Unlike t.test() and prop_test(), chisq_test() does not have an "alternative" argument to specify which tails are considered by the alternative hypothesis.

Which tail is almost always considered in chi-square tests?

# Possible Answers

(x) Left-tailed

( ) Right-tailed

( ) Two-tailed

( ) Neither: chi-square tests depend on the peak, not the tails

( ) It depends on the problem

# Performing a chi-square test

The chi-square independence test compares proportions of successes of a categorical variable across categories of another categorical variable.

Trade deals often use a form of business shorthand in order to specify the exact details of their contract. These are International Chamber of Commerce (ICC) international commercial terms, or incoterms for short.

The late_shipments dataset includes a vendor_inco_term that describes the incoterms that applied to a given shipment. The choices are:

EXW: "Ex works". The buyer pays for transportation of the goods.
CIP: "Carriage and insurance paid to". The seller pays for freight and insurance until the goods board a ship.
DDP: "Delivered duty paid". The seller pays for transportation of the goods until they reach a destination port.
FCA: "Free carrier". The seller pays for transportation of the goods.
Perhaps the incoterms affect whether or not the freight costs are expensive. Test these hypotheses with a significance level of 0.01.

H0: vendor_inco_term and freight_cost_group are independent.

Ha: vendor_inco_term and freight_cost_group are associated.

late_shipments is available; ggplot2 and infer are loaded.

# Instructions:

- Using the late_shipments dataset, draw a proportional stacked bar plot of vendor_inco_term with fill color by freight_cost_group.



In [None]:
# Plot vendor_inco_term filled by freight_cost_group.
# Make it a proportional stacked bar plot.
ggplot(late_shipments,  aes(vendor_inco_term, fill = freight_cost_group)) +
  geom_bar(position = "fill")

- Using the late_shipments dataset, perform a chi-square test of independence on freight_cost_group and vendor_inco_term.

In [None]:
# Perform a chi-square test of independence on freight_cost_group and vendor_inco_term
test_results <- late_shipments %>% 
  chisq_test(freight_cost_group ~ vendor_inco_term)

# See the results
test_results

# Question

What should you conclude from the hypothesis test?
# Possible answers

( ) Fail to reject the null hypothesis and conclude that vendor_inco_term and freight_cost_group are independent.

( ) Reject the null hypothesis and conclude that vendor_inco_term and freight_cost_group are independent.

( ) Fail to reject the null hypothesis and conclude that vendor_inco_term and freight_cost_group are associated.

(x) Reject the null hypothesis and conclude that vendor_inco_term and freight_cost_group are associated.

In [None]:
DM.result = 4

# Visualizing goodness of fit

The chi-square goodness of fit test compares proportions of each level of a categorical variable to hypothesized values.
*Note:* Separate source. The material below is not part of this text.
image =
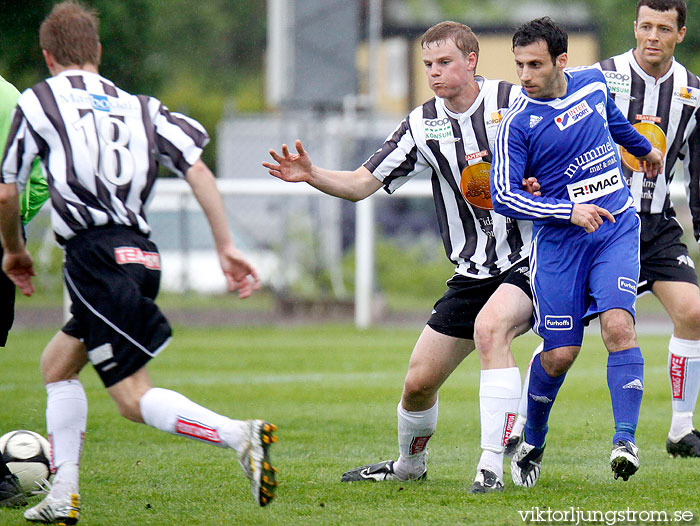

Before running such a test, it can be helpful to visually compare the distribution in the sample to the hypothesized distribution.

Recall the vendor incoterms in the late_shipments dataset. Let's hypothesize that the four values occur with these frequencies in the population of shipments.

EXW: 0.75
CIP: 0.05
DDP: 0.1
FCA: 0.1
late_shipments is available; tibble, dplyr, ggplot2, and infer are loaded.

# Instructions:

- Using the late_shipments dataset, count the vendor_inco_terms.
- Get the number of rows in late_shipments.
- Add a column, n to the tibble being defined, containing hypothesized counts for each category.

In [None]:
# Using late_shipments, count the vendor incoterms
vendor_inco_term_counts <- late_shipments %>% 
  count(vendor_inco_term)

# Get the number of rows in the whole sample
n_total <- nrow(late_shipments)

hypothesized <- tribble(
  ~ vendor_inco_term, ~ prop,
  "EXW", 0.75,
  "CIP", 0.05,
  "DDP", 0.1,
  "FCA", 0.1
) %>%
  # Add a column of hypothesized counts for the incoterms
  mutate(n = prop * n_total)

# See the results
hypothesized

- Using the vendor_inco_term_counts dataset, plot n versus vendor_inco_term.
- Make it a precalculated bar plot (a.k.a. col plot).
- Add points from the hypothesized dataset.

In [None]:
# From previous step
vendor_inco_term_counts <- late_shipments %>% 
  count(vendor_inco_term)
n_total <- nrow(late_shipments)
hypothesized <- tribble(
  ~ vendor_inco_term, ~ prop,
  "EXW", 0.75,
  "CIP", 0.05,
  "DDP", 0.1,
  "FCA", 0.1
) %>%
  mutate(n = prop * n_total)

# Using vendor_inco_term_counts, plot n vs. vendor_inco_term 
ggplot(vendor_inco_term_counts,  aes(vendor_inco_term, n)) +
  # Make it a (precalculated) bar plot
  geom_col() +
  # Add points from hypothesized 
  geom_point(data = hypothesized)

# Performing a goodness of fit test

The bar plot of vendor_inco_term suggested that its distribution across the four categories was quite close to the hypothesized distribution. You'll need to perform a chi-square goodness of fit test to see whether the differences are statistically significant.

To decide which hypothesis to choose, we'll set a significance level of 0.1.

late_shipments is available; tibble, dplyr, ggplot2, and infer are loaded.

# Instructions:

- Using the late_shipments dataset, perform a chi-square goodness of fit test on vendor_inco_term. The hypothesized proportions are given in hypothesized_props.



In [None]:
hypothesized_props <- c(
  EXW = 0.75, CIP = 0.05, DDP = 0.1, FCA = 0.1
)

# Run chi-square goodness of fit test on vendor_inco_term
test_results <- late_shipments %>% 
  chisq_test(
    response = vendor_inco_term,
    p = hypothesized_props
  )

# See the results
test_results

# Question

What should you conclude from the hypothesis test?
# Possible answers

(x) Fail to reject the null hypothesis and conclude that vendor_inco_term follows the distribution specified by hypothesized_props.

( ) Reject the null hypothesis and conclude that vendor_inco_term follows the distribution specified by hypothesized_props.

( ) Fail to reject the null hypothesis and conclude that vendor_inco_term does not follow the distribution specified by hypothesized_props.

( ) Reject the null hypothesis and conclude that vendor_inco_term does not follow the distribution specified by hypothesized_props.

In [None]:
DM.result = 1